Je suis de culture Bamiléké, et avec tout ce que ça comporte comme bagage, le choc culturel peut être rude pour une personne issue de ma communauté. Notre culture nous éduque beaucoup au secret en ce qui concerne des choses comme la famille, le mariage et même souvent les affaires.

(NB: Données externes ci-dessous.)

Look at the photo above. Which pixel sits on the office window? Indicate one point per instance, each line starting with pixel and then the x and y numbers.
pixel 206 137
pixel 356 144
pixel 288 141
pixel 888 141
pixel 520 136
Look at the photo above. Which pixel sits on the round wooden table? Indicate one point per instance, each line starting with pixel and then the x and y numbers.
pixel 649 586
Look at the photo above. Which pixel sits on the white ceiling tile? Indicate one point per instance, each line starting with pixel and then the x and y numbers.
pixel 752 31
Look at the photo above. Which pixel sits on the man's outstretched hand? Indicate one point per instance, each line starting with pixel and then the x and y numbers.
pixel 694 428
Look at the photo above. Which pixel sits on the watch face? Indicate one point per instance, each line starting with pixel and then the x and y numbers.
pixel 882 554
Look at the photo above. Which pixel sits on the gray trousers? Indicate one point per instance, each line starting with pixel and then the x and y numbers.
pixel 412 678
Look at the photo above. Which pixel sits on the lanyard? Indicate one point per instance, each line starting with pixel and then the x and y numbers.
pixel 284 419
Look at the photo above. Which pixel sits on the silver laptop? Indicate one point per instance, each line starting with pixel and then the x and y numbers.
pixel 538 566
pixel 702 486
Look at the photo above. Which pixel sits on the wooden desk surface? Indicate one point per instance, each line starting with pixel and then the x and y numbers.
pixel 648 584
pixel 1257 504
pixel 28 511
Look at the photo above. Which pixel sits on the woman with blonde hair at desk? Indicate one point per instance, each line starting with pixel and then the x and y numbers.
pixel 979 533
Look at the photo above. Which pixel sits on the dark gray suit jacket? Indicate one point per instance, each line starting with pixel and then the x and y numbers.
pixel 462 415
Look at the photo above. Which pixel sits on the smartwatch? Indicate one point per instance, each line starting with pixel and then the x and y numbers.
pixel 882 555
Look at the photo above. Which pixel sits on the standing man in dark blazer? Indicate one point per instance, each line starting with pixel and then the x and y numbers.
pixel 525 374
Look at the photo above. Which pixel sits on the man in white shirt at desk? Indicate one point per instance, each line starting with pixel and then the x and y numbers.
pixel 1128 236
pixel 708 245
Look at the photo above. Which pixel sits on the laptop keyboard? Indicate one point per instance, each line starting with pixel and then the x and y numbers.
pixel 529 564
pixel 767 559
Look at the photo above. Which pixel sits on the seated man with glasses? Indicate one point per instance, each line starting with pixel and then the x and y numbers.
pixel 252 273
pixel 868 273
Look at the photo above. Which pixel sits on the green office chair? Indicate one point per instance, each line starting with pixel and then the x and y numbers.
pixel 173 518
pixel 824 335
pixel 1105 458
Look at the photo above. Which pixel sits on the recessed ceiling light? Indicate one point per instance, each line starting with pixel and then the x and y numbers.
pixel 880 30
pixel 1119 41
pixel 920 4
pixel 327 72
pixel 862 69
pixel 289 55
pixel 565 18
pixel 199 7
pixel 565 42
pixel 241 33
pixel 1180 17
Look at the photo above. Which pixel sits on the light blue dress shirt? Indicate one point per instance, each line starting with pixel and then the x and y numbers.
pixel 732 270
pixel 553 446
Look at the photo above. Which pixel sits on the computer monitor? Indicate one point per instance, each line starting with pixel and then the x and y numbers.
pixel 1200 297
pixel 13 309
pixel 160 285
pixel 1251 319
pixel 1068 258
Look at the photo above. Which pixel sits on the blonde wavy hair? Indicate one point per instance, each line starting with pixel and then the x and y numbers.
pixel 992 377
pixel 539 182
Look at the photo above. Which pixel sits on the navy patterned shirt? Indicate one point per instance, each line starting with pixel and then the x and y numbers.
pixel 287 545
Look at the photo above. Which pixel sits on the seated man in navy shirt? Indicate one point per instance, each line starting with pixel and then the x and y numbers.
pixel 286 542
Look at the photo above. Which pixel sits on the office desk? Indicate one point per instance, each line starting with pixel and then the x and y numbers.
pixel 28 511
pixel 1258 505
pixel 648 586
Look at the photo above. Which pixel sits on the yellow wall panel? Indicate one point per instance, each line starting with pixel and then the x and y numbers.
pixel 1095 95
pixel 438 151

Ici par contre, nous sommes dans une société où quand ça ne va pas, on peut aisément ou ouvertement en parler ou encore prendre des initiatives bénéfiques ou radicales pour faire bouger les choses (cas des dénonciations en cas de maltraitance par exemple, séparations, etc). Tout ceci peut être très troublant pour certaines personnes. On observe également que la richesse se crée en groupe et non individuellement. Or, dans ma communauté d’origine, on compte beaucoup plus de fortunes individuelles.

 

En ce qui me concerne personnellement, je ne vois pas la différence de culture comme quelque chose de contraignant, dans le sens où ce n’est pas au Canada que je découvre tout ceci. Déjà même au Cameroun, c’est quelque chose que l’on perçoit d’une région à une autre. La culture de l’autre est enrichissante pour nous lorsqu’on y puise des façons de faire ou d’agir nouvelles qui contribuent à notre développement ou à notre épanouissement.


Q: Dans ton éducation, quelles ont les caractéristiques qui sont valorisées chez la femme ?

 

Je voudrai faire une distinction ici car mon éducation n’est pas forcément parallèle à ce que la culture du peuple dont je suis issue préconise.

 

Dans ma culture, une femme doit être soumise, respectueuse, silencieuse et travailleuse en tout temps et en toute circonstance, on va même le lui rappeler très souvent. 

 

Mes parents m’ont éduquée à être quelqu’un de respectueux, de travailleur totalement indépendant, d’humble et qui peut exprimer ce qu’il pense et ressent dans le respect.

 


Q: Qu’est-ce qu’elle peut perdre comme valeurs une fois au Canada ?

 

On perd ce qu’on décide de perdre comme valeur en fonction de nos intérêts et de nos priorités. D’un milieu de vie à un autre et ceci, qu’on soit au Cameroun ou au Canada. Nos échelles de valeurs ou nos priorités changent en fonction du milieu ou des enjeux, c’est normal que l’on fasse un tri par moments.  Contrairement aux enfants qui grandissent ici, il ne faut pas oublier que plusieurs immigrants arrivent déjà adultes ici, donc des êtres qui vont ou pas se recréer/refaire/rééduquer en fonction des enjeux. On ne vient pas se découvrir subitement au Canada, on rentre dans un processus dynamique, dans la continuité de quelque chose.

 

Q: Qu’est-ce qu’elle devrait conserver selon toi ?

 

Le respect, l’empathie, l’écoute, la considération.

 

Q: Qu’est-ce que tu trouves difficile pour l'épanouissement de la femme africaine au Canada? 

 

Le regard de la communauté qui a un grand impact sur la vie de certaines femmes.


Q: Une pratique culturelle de chez toi à valoriser et que tu aimerais partager ?

 

Le communautarisme qui crée la richesse à travers les tontines, même si celle-ci est plus individuelle que commune, mais c’est déjà un bon départ.